Я поставил Букашку на зарядку, прихватил кастрюлю и двинулся домой. Напрямик через аллею сворачивать не стал. Ну их на хрен, эти «напрямки».
Я поднялся на свой этаж, тихонько открыл дверь. На кухне горел свет, Зина сидела за столом, ждала меня с мокрыми глазами. Плакала? Я посмотрел на часы. Половина третьего. Однако!
— Шурик, милый, я так волновалась, — всхлипывала она, прижимаясь ко мне грудью. — Я знаю, что у мужчин свои проблемы, но не оставляй меня надолго, хорошо?
Я гладил Зину по стройной спинке и думал. Что же такого произошло за неполную неделю? Ну да, всего неделю назад она меня вроде как и не замечала. Я был типа источником благоустроенного жилья с функциями производства ремонта. «Святой человек со всеми удобствами». Скандалище какой из-за духов устроила. Теперь — явно что-то не так.
— Шурик, ты, наверное, очень голодный. Давай я тебя покормлю! — спохватилась она, поставила на стол тарелку, схватила половник, начала выгребать им что-то из кастрюльки. Себе насыпала тоже.
Вообще-то пельмени трудно испортить, но у нее это получилось. Есть это холодное варево невозможно было совершенно. Я молча высыпал содержимое обеих тарелок в мусорное ведро, принес из коридора кастрюлю с азу, поставил на плиту. Через пять минут мы уже дружно чавкали, ароматнейшей, остренькой, нежной курятиной в томатном соусе.
— И откуда такое роскошество? — спросила Зина, с сожалением отодвигая чуть ли не вылизанную тарелку. —Тимофеев, говори, откуда курица? Полночи не был дома, шлялся где-то, потом вернулся с целой мордой и целой кастрюлей вкуснятины. Ты что, поменял гуся на курицу? Ты нажаловался молодой любовнице, что я тебя не кормлю совсем? Вот она тебе с собой и завернула. Тимофеев, отвечай! Я ревную! Я не засну сегодня от мыслей. Откуда азу?!
— Можешь считать, от твоих поклонниц из овощного, — сказал я. — Как-нибудь познакомлю. Тебе привет от Николая и с тебя два фото с автографами за азу.
Я широко зевнул, спать реально хотелось.
— Слушай, — уже без всякой грусти сказала Зина. — В воскресенье празднуем новоселье. Тянуть больше нельзя. А что, ремонт мы закончили… Ты закончил, Самоделкин ты мой. Ты кого пригласить хочешь?
Выяснилось, что я хочу пригласить только Шпака и Лопуха. Со скрипом Зина согласилась на Дуба. Но с условием, что я выпрошу у Шпака не только магнитофон, но и камеру. «Такое должно войти в историю». Все остальные гости — десять человек, со стороны Зины. И все из театра сатиры. У нас что, будет дома кабачок? Но где взять столько стульев?

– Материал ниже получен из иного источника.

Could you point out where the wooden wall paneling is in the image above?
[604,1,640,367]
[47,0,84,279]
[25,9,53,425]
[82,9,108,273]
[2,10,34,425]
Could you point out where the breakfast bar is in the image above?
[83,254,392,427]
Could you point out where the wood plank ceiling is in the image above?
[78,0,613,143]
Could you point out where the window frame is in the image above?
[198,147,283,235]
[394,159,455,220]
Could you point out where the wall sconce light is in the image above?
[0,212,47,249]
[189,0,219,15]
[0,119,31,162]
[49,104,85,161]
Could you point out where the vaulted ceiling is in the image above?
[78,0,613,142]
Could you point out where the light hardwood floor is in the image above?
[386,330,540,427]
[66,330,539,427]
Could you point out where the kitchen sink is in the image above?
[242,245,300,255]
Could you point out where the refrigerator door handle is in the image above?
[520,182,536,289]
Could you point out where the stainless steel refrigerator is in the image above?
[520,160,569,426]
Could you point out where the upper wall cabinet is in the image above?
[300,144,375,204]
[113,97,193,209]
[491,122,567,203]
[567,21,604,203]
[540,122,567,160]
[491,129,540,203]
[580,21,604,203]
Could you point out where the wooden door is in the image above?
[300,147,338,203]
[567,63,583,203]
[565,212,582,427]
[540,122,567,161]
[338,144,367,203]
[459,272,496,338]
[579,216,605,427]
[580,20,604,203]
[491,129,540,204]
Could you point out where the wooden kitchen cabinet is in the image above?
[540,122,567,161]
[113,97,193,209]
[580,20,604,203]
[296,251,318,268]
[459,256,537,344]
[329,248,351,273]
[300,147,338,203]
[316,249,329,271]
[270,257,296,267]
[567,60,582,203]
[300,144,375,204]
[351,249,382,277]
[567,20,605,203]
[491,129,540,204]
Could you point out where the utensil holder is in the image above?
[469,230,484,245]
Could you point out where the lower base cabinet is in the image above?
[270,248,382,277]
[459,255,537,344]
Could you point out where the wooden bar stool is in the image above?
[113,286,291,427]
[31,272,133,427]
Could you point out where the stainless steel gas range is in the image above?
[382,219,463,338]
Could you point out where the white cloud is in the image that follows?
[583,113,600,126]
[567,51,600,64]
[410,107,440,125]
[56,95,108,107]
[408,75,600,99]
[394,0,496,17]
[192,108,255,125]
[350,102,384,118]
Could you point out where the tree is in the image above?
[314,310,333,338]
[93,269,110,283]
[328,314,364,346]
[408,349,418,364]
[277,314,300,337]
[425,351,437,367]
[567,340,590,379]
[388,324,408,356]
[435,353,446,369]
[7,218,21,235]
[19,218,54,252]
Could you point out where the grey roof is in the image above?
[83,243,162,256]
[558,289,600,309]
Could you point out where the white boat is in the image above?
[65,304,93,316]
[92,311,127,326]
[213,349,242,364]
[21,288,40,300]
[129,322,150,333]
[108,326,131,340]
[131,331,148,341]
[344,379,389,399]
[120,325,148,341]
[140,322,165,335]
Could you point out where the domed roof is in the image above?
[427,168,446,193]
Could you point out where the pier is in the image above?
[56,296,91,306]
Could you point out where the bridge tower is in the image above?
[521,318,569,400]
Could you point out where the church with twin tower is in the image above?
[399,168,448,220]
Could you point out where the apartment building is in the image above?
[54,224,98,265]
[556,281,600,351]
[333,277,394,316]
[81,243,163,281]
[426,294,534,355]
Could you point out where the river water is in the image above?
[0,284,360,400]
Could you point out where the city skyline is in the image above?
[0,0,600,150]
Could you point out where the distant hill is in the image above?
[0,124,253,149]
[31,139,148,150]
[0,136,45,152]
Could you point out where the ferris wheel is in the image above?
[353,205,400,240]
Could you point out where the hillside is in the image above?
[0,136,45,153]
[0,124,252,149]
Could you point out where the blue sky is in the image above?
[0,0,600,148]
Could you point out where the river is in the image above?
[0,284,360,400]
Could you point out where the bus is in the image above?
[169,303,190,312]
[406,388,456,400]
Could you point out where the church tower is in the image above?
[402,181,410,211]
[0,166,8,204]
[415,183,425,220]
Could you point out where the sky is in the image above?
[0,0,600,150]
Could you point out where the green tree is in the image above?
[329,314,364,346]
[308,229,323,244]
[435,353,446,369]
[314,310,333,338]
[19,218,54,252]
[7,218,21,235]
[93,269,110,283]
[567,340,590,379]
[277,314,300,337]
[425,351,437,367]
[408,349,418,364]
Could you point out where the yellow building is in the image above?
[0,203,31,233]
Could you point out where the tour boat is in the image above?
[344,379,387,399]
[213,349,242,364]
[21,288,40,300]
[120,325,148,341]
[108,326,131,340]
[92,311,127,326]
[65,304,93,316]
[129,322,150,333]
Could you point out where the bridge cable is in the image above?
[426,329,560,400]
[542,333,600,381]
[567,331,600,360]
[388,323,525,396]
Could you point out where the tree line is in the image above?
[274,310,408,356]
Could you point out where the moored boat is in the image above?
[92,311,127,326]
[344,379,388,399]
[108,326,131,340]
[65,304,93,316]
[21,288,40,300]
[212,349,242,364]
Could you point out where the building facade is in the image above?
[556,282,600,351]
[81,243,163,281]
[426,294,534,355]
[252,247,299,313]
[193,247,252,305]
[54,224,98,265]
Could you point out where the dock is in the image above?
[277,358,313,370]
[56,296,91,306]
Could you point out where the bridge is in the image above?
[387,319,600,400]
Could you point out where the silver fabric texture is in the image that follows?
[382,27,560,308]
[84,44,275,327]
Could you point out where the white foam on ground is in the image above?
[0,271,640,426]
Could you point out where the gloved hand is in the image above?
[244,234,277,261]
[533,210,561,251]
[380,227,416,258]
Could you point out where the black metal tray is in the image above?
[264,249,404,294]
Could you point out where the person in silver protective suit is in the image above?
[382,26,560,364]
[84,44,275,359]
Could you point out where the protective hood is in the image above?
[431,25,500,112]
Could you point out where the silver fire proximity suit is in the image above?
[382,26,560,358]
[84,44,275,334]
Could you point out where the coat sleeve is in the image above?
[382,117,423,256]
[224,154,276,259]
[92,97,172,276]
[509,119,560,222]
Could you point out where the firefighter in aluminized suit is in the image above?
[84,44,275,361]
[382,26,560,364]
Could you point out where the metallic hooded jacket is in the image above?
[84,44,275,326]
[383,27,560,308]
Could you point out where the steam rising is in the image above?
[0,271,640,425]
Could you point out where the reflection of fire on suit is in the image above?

Проснулся я от громкой музыки из-за стены. Пел Высоцкий:
«Если вы в своей квартире.
Лягте на пол. Три-четыре»…
Куда лучше, чем эта утренняя гимнастика под пианино из телевизора, но чего так громко? Шпак решил начать новую жизнь и заниматься по утрам гимнастикой?
Зина запахнулась в халат, сбегала на разведку, то есть — на балкон. Вернулась и сообщила, что Шпаку привезли новую пленку Высоцкого. Записано с оркестром. Качество — высшее. Не может удержаться, перед работой решил послушать.
Зина пошла на кухню и попыталась сварить для меня кофе. Не очень удачно. Пришлось вставать и мыть залитую плиту, варить кофе заново. Зазвонил телефон. Это был Николай Ловчев.
— Александр? Утро доброе. Кто такой Игнатов?
— Да хрен его знает.
— Игнатов Павел Егорович был вчера на приеме у министра машиностроения. По твоему поводу, между прочим.
— А, Егорыч… Это сторож из овощного магазина. Очень упертый мужик. Что ему министр, он до Косыгина дойдет! Ветеран, в разведке служил. Кениг брал. У него, между прочим, «ТТ» именной. От Конева.
— А чего он конкретно хотел?
— Не знаю, очень он за меня проникся. Очень ему Букашечка понравилась.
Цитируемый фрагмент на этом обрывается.